Friday, December 07, 2012

Henrik Juel - Social Media and the Dialectic of Enlightenment


This intriguing article comes from Triple C (cognition, communication, co-operation), an open access journal for a global sustainable information society - Vol 10, No 2 (2012).

Henrik Juel 

Abstract 

My reflections in this paper concern revitalizing the critical potential of certain core concepts of Max Horkheimer and Theodor W. Adorno's Dialectic of Enlightenment (first published 1944) and bringing it to bear on the digital era in general and in particular on the phenomenon of modern social media. I find that the central philosophical critique of Dialectic of Enlightenment runs deeper than just a critique of contemporary (and perhaps now out-dated) media technique and cultural habits. It is a critical view of the process of civilization, economy and enlightenment as such, a critical view of the seemingly self-evident notion of pure reason, science and technology. What Horkheimer and Adorno are trying to capture and reflect is the very process of rationality backlashing into irrationality. We seem to have reached the era of mathematics and exact calculation, but this leaves us with no sense of control or meaningfulness, and in the face of crisis and systemic contradictions in the now global society we tend to regress and rely on older, more primitive forms of sense-making and coping: magic, mythology and metaphysics - even ritual behaviour. But these philosophical reflections, can they help us evaluate the role of today's social media?

Full Text: PDF

Here is a brief excerpt from the article:
For me as a young student of philosophy even that strange notion of dialectic began to make some sense, once I got well into the book and the worst of the Hegelian fog lifted. Thus while it was invigorating and enlightening, I also felt the dialectic of it and I found its account of history, civilization, and rationality to be both quite captivating and disturbing. And certainly it was a very, very critical philosophy. So what would happen if I tried to let the critical theory of that book meet with the phenomenon of modern social media?

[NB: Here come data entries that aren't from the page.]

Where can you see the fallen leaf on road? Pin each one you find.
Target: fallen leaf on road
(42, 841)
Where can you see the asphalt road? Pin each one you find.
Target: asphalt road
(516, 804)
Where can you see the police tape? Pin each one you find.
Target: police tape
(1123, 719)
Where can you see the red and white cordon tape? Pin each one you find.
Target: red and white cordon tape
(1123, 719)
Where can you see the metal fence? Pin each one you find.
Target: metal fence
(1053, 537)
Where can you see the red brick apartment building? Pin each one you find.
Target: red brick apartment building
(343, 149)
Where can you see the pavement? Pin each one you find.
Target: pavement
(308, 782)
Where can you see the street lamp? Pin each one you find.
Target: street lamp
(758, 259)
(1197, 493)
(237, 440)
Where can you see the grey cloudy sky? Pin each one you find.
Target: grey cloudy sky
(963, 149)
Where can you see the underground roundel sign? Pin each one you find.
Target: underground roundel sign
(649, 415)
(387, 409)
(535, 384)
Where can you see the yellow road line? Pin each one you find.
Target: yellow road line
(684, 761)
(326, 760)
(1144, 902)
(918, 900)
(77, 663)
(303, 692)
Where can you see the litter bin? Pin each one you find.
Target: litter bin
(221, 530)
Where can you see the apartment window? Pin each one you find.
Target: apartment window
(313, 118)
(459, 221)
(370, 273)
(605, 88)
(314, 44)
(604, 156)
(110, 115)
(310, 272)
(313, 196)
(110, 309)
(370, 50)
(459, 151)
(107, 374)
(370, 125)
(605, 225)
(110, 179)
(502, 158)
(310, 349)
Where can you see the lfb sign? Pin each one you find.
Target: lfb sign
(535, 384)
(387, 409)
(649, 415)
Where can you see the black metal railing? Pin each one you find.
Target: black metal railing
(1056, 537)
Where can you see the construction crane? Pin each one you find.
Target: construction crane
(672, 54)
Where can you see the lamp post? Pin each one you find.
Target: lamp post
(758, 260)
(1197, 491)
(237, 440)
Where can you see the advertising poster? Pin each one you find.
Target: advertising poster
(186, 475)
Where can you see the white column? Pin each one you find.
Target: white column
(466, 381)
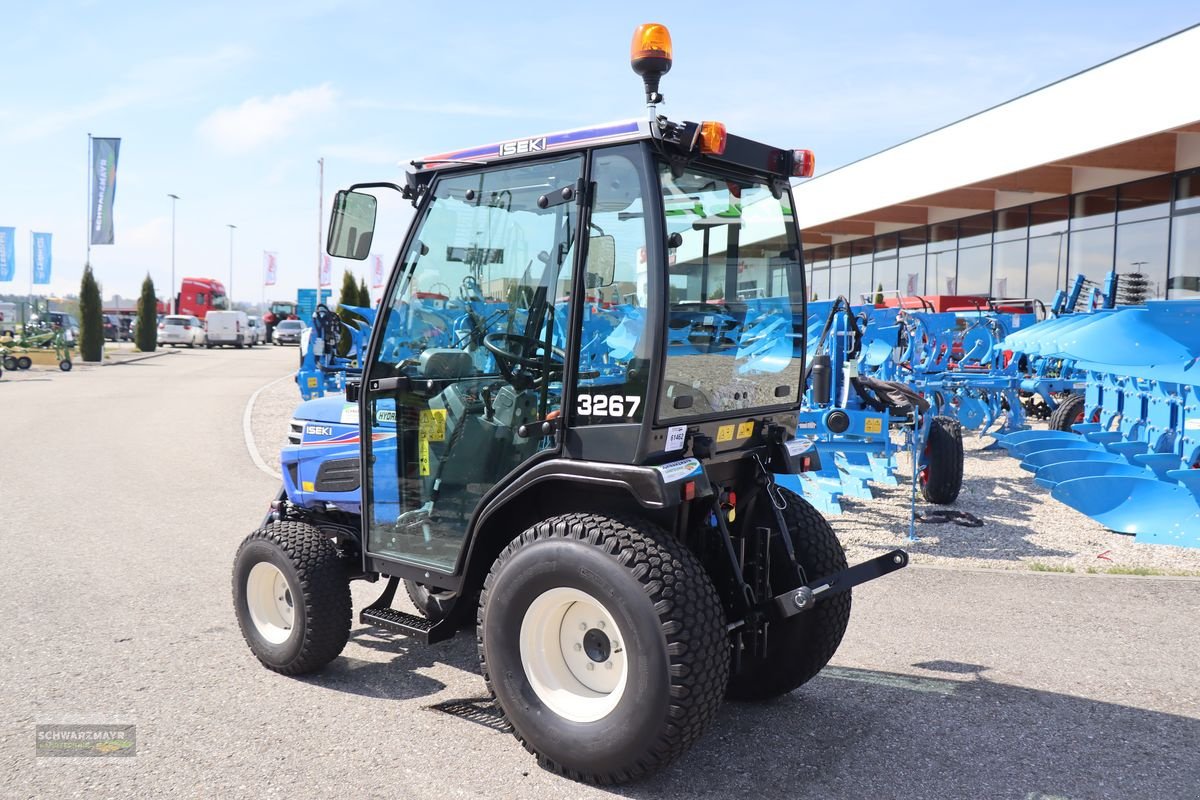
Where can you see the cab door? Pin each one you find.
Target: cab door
(468, 348)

On the face of it that did not seem likely to turn out as a peaceful encounter. It is well known that The Dialectic of Enlightenment features a very pessimistic and condemning section devoted to "The Culture Industry". Horkheimer and Adorno wrote the book during the Second World War while they were refugees in America (the first version appeared in 1944), and they seem to have been rather disappointed or even shocked in meeting there the pop-culture and mass media of the day. To them the magazines, the cinema, the radio shows, the emerging TV-shows, and even the jazz music, seemed to be in the poorest of taste; stupefying in its effect; a prolongation of the production rhythm of the industry; and certainly not enlightenment. Some have objected that on the other hand they were simply displaying their elitist taste, favouring high art, the avant-garde and the obscure notion of authenticity. But as I see it, simplifying this to be a question of taste or of different modes of reception within different consumer groups would be to seriously reduce the scope of the problems they were trying to address.